Nevada cracking down on campaign ads
By Anjeanette Damon, Las Vegas Sun
Skip Daly chuckled the first time he saw the website erected last year to anonymously attack his credibility during the Democratic assemblyman’s campaign.
“It was just so over the top, of course, no one would believe it,” Daly said.
TheUnionBoss.com was filled with ugly clichés about burying bodies in the desert and sending jobs to brothers-in-law.
It was an attempt to mock Daly, who as secretary-treasurer of the Laborers Union in Northern Nevada is an actual union boss.
Daly didn’t laugh for long.
“I sat back and said, ‘You know, this really isn’t very funny. And it’s not true,’” he said. “But it was a shadow group. I didn’t have anybody I could confront. And that’s not fair.”

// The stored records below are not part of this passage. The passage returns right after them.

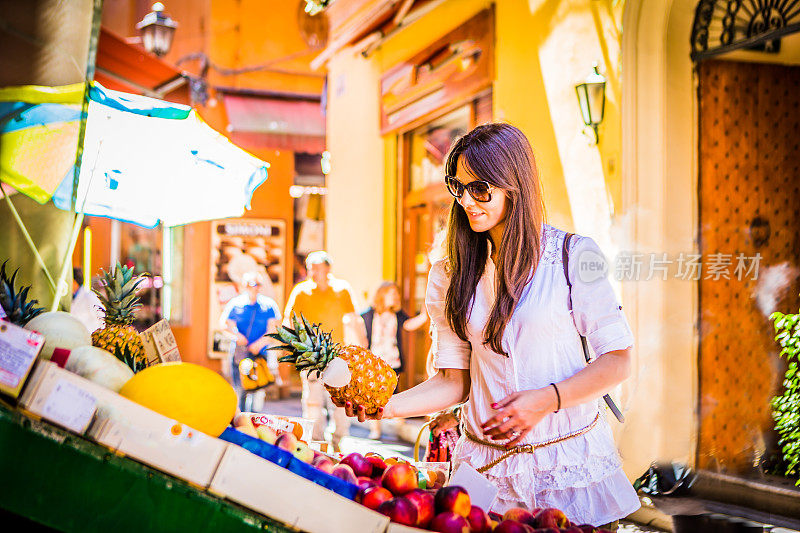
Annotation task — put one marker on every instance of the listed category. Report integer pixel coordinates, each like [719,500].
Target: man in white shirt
[86,306]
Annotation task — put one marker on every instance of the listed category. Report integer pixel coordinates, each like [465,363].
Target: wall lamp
[592,102]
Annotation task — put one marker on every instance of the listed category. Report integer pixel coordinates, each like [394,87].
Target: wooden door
[749,204]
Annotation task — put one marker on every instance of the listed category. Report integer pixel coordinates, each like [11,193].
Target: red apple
[287,441]
[378,465]
[399,510]
[373,497]
[423,501]
[400,479]
[551,517]
[519,514]
[360,466]
[449,522]
[478,520]
[453,498]
[364,482]
[345,473]
[511,526]
[323,463]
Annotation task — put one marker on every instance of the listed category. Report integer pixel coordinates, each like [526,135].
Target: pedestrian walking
[384,323]
[248,317]
[326,300]
[85,306]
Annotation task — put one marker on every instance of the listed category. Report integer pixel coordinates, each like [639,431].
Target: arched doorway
[670,188]
[746,59]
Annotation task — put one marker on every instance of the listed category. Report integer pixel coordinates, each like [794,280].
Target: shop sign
[240,246]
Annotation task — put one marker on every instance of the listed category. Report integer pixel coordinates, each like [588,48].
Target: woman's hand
[360,412]
[444,390]
[519,413]
[442,422]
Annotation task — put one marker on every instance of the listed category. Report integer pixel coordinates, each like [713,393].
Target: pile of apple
[398,490]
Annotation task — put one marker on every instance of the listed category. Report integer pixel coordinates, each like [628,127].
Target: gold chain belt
[523,448]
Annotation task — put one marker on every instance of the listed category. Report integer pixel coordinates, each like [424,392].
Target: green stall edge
[66,482]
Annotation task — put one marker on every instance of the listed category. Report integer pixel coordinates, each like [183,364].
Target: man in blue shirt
[249,316]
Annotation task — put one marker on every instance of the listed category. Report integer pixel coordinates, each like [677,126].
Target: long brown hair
[501,155]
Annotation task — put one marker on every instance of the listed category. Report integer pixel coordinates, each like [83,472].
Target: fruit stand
[67,482]
[109,439]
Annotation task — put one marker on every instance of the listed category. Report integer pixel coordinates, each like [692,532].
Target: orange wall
[270,200]
[233,34]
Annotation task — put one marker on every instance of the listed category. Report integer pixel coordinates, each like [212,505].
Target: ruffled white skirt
[582,476]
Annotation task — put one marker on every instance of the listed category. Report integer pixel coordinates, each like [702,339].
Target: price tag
[481,491]
[159,343]
[18,350]
[70,406]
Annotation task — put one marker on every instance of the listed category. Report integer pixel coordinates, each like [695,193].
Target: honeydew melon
[189,393]
[60,330]
[99,366]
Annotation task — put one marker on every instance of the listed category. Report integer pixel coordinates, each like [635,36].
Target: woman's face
[482,216]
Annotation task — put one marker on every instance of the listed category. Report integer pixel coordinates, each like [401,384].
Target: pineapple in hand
[118,296]
[350,373]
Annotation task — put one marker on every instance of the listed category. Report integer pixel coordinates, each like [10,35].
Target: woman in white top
[508,342]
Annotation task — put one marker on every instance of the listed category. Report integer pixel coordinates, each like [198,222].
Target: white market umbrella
[147,161]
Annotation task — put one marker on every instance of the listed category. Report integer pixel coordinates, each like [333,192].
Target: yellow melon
[189,393]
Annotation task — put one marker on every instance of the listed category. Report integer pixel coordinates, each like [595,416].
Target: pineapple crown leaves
[118,294]
[19,310]
[308,347]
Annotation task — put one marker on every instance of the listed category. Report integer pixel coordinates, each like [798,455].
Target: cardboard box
[18,350]
[127,427]
[276,492]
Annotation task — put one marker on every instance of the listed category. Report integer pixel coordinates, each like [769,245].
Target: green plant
[786,407]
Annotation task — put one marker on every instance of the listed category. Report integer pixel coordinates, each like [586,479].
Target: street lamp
[592,100]
[157,30]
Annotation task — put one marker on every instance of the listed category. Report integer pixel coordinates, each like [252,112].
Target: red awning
[257,122]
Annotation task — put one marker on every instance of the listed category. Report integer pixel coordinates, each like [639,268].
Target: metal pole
[29,240]
[76,226]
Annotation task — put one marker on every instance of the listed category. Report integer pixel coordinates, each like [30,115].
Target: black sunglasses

Daly filed a complaint with the Secretary of State’s office but quickly found there was little that could be done to discover the identity of who had funded and created the website, which is still up .
“That just dumbfounds me,” Daly said.
As Nevada heads into another election year, an onslaught of such third-party campaign ads — many of them paid for by anonymous donors — are sure to come, particularly in the presidential and U.S. Senate races as federal third-party groups ratchet up fundraising in the wake of court decisions loosening campaign finance restrictions.
But on a state level, Secretary of State Ross Miller has been fighting anonymous third-party groups — taking some to court, investigating complaints made to his office and successfully pursuing legislation that will make it easier to compel such groups to disclose where they get their money and how they spend it.
Thanks to a bill sponsored by Daly, the Legislature gave Miller limited subpoena power to obtain documents from Internet hosts and the post office to help determine who’s behind the anonymous groups.